Sebutan Ahli Kitab dengan sendirinya tertuju kepada segolongan bukan muslim, dan tidak diajukan sendiri kepada muslim meskipun dia memiliki kitab suci, yaitu Al Quran. Ahli kitab tidak dapat disebut kaum muslim, karena mereka tidak mengakui, atau bahkan menentang, kenabian dan kerasulan Muhammad serta ajaran yang beliau sampaikan, oleh karena itu dalam terminology Al Quran mereka disebut sebagai “kafir” yang berarti “menentang” atau “mengingkari”. Jadi sebenarnya kafir bukanlah sesuatu yang menjadi momok, melainkan hanya pembatas antara keimanan agama Islam dengan lainnya, sama seperti sebutan “goyim” dari umat Yahudi kepada umat diluar Yahudi. Seperti dimaklumi bahwasannya Al Quran tidak pernah memberikan secara langsung bahwa Ahli Kitab adalah kafir mutlak (dengan kata sifat Isim fail), tetapi selalu dengan perkataan “sebagian” atau “segolongan” tidak seluruhnya secara umum.
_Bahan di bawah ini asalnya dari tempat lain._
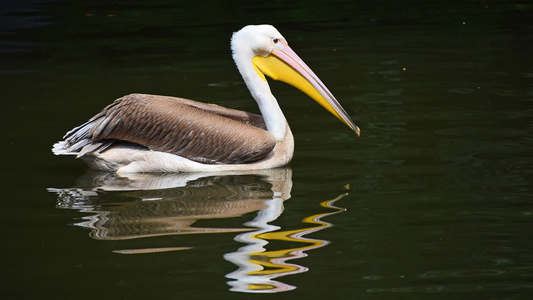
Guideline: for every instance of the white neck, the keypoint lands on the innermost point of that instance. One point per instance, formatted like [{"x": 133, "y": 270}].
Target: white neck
[{"x": 268, "y": 105}]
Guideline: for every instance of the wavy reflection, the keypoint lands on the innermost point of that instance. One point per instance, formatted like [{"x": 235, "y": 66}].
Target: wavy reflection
[
  {"x": 147, "y": 205},
  {"x": 257, "y": 266}
]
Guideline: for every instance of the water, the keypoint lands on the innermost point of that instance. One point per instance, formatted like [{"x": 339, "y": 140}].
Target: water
[{"x": 433, "y": 200}]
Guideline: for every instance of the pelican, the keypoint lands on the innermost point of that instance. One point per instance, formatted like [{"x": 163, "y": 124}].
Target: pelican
[{"x": 149, "y": 133}]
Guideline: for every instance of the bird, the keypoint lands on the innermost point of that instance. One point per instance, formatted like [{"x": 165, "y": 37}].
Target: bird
[{"x": 143, "y": 133}]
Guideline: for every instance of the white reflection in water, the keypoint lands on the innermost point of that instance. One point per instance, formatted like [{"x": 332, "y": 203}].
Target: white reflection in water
[{"x": 147, "y": 205}]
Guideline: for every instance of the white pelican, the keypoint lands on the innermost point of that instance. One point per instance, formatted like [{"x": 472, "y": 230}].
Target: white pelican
[{"x": 148, "y": 133}]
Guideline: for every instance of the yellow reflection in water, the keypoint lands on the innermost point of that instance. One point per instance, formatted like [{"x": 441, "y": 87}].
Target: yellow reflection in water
[{"x": 142, "y": 205}]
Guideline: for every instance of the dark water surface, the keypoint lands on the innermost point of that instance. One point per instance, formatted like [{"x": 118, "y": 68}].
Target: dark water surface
[{"x": 433, "y": 201}]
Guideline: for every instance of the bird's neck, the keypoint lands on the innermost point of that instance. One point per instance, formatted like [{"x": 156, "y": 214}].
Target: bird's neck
[{"x": 268, "y": 105}]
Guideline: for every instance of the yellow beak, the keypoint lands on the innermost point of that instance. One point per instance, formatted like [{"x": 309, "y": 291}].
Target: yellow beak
[{"x": 284, "y": 64}]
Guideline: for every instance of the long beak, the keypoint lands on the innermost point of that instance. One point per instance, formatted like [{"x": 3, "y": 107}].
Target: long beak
[{"x": 284, "y": 64}]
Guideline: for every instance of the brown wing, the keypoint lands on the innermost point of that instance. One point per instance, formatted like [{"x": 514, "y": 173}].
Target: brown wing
[{"x": 201, "y": 132}]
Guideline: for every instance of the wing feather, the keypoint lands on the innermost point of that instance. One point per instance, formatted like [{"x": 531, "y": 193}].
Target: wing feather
[{"x": 201, "y": 132}]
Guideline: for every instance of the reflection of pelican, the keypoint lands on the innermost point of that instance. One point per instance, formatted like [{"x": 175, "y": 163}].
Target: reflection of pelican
[
  {"x": 258, "y": 267},
  {"x": 147, "y": 133},
  {"x": 147, "y": 205}
]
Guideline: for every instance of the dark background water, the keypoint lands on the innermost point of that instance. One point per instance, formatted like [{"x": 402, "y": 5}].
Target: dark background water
[{"x": 440, "y": 197}]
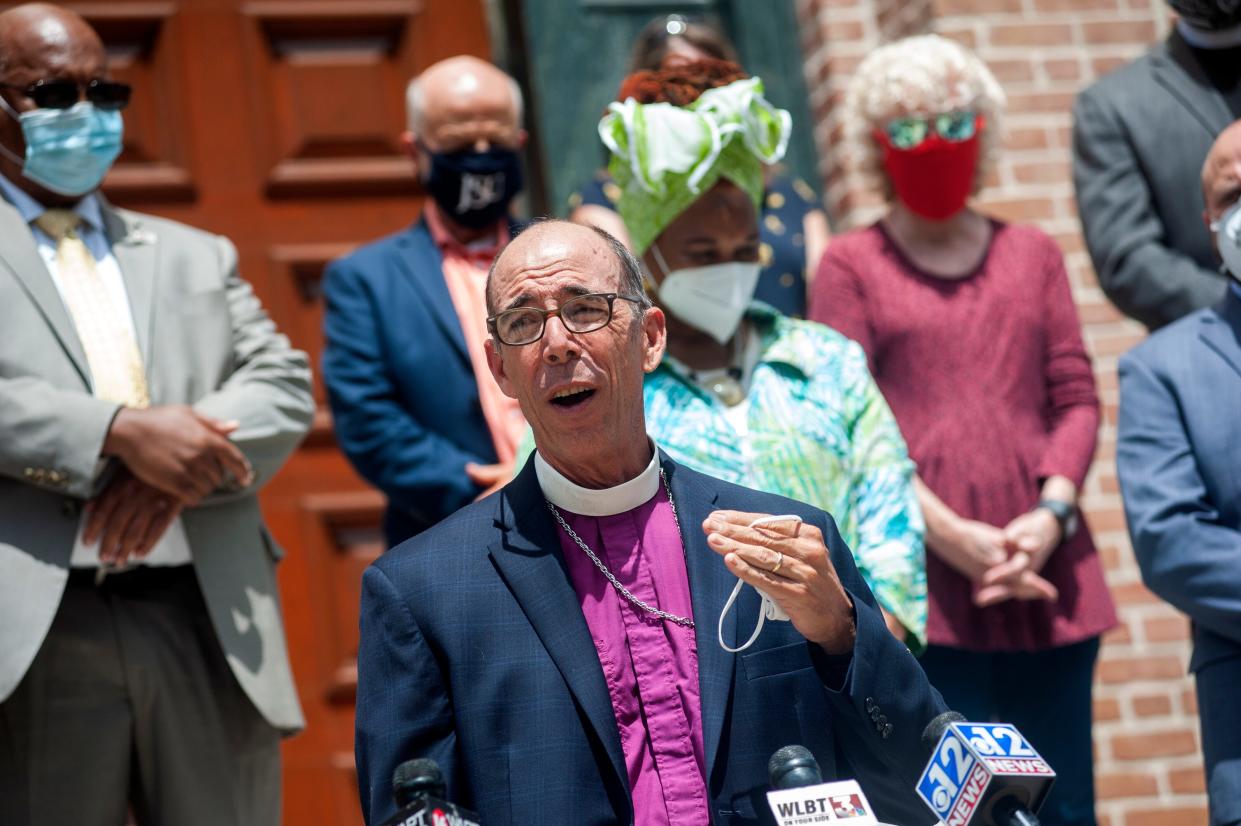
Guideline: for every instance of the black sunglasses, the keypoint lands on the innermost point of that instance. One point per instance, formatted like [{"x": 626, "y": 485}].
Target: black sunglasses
[
  {"x": 523, "y": 325},
  {"x": 62, "y": 94}
]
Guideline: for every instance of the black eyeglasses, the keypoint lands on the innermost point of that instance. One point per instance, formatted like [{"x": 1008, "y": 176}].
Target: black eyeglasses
[
  {"x": 62, "y": 94},
  {"x": 523, "y": 325}
]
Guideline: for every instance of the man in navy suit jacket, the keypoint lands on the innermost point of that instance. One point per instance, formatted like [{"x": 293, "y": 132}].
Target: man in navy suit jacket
[
  {"x": 400, "y": 367},
  {"x": 475, "y": 646},
  {"x": 1179, "y": 459}
]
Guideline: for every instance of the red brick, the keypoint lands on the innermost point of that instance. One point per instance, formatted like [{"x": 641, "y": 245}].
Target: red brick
[
  {"x": 1031, "y": 35},
  {"x": 1118, "y": 635},
  {"x": 1124, "y": 784},
  {"x": 1188, "y": 781},
  {"x": 1152, "y": 705},
  {"x": 1106, "y": 710},
  {"x": 1170, "y": 816},
  {"x": 1041, "y": 173},
  {"x": 1019, "y": 210},
  {"x": 1133, "y": 669},
  {"x": 1012, "y": 71},
  {"x": 1075, "y": 5},
  {"x": 943, "y": 8},
  {"x": 964, "y": 36},
  {"x": 1111, "y": 556},
  {"x": 1152, "y": 744},
  {"x": 1025, "y": 139},
  {"x": 1117, "y": 345},
  {"x": 1064, "y": 68},
  {"x": 1110, "y": 519},
  {"x": 1133, "y": 593},
  {"x": 1106, "y": 65},
  {"x": 1098, "y": 313},
  {"x": 1041, "y": 102},
  {"x": 1070, "y": 242},
  {"x": 843, "y": 30},
  {"x": 1167, "y": 629},
  {"x": 1120, "y": 31}
]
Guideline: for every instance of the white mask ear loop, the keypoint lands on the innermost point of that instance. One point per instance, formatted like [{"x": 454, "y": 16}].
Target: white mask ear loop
[{"x": 768, "y": 609}]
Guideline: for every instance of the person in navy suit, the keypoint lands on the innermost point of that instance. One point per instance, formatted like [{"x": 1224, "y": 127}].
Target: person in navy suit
[
  {"x": 413, "y": 403},
  {"x": 1178, "y": 453},
  {"x": 564, "y": 650}
]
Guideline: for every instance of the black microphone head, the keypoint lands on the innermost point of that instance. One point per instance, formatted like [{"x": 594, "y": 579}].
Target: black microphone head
[
  {"x": 936, "y": 728},
  {"x": 792, "y": 768},
  {"x": 413, "y": 778}
]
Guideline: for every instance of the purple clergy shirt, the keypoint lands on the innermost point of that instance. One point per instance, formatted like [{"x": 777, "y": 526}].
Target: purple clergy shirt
[{"x": 650, "y": 665}]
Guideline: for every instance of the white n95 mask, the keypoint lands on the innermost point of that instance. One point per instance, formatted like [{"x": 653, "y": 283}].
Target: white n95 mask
[
  {"x": 768, "y": 610},
  {"x": 711, "y": 299},
  {"x": 1227, "y": 238}
]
Siapakah yang tergolong Ahli Kitab?
Kembali kepada hakikat Ahli Kitab, pada dasarnya kebanyakan umat Islam mengetahui bahwa Ahli Kitab adalah Yahudi dan Kristen, untuk menyeragamkan maksud dan tujuan kita akan mengambil titik temu berdasarkan agama Yahudi dan Kristen. Umat Yahudi dan Nasrani mempunyai kedudukan yang khusus dalam agama Islam karena agama mereka adalah pendahulu dari agama Islam. Al quran dengan gamblang menyebut kaum Yahudi dan Kristen sebagai Ahli Kitab. Akan tetapi Al Quran juga menyebutkan beebrapa kelompok agama lain, yaitu Majusi (penganut Zoroaster) dan Shabean. Nabi sendiri memungut jizyah dari kaum Majusi di Bahrain dan Persia sebagaimana disebutkan dalam hadis yang shahih dan kitab hadis yang lainnya. Imam Ahmad, Bukhari, Abu Dawud, dan al Turmudzi serta lainnya telah meriwayatkan bahwa nabi memungut jizyah dari kaum Majusi Hajar, dan dari hadis Abdurrahman bin Auf bahwa dia bersaksi untuk Umar tentang hal tersebut ketika Umar mengajak para sahabat untuk bermusyarah mengenai hal itu. Oleh karena itu sebagian ulama menganggap ada golongan Ahli Kitab diluar Yahudi dan Kristen, sebab jizyah hanya dibenarkan dipungut dari Ahli Kitab yang hidup di negeri Islam.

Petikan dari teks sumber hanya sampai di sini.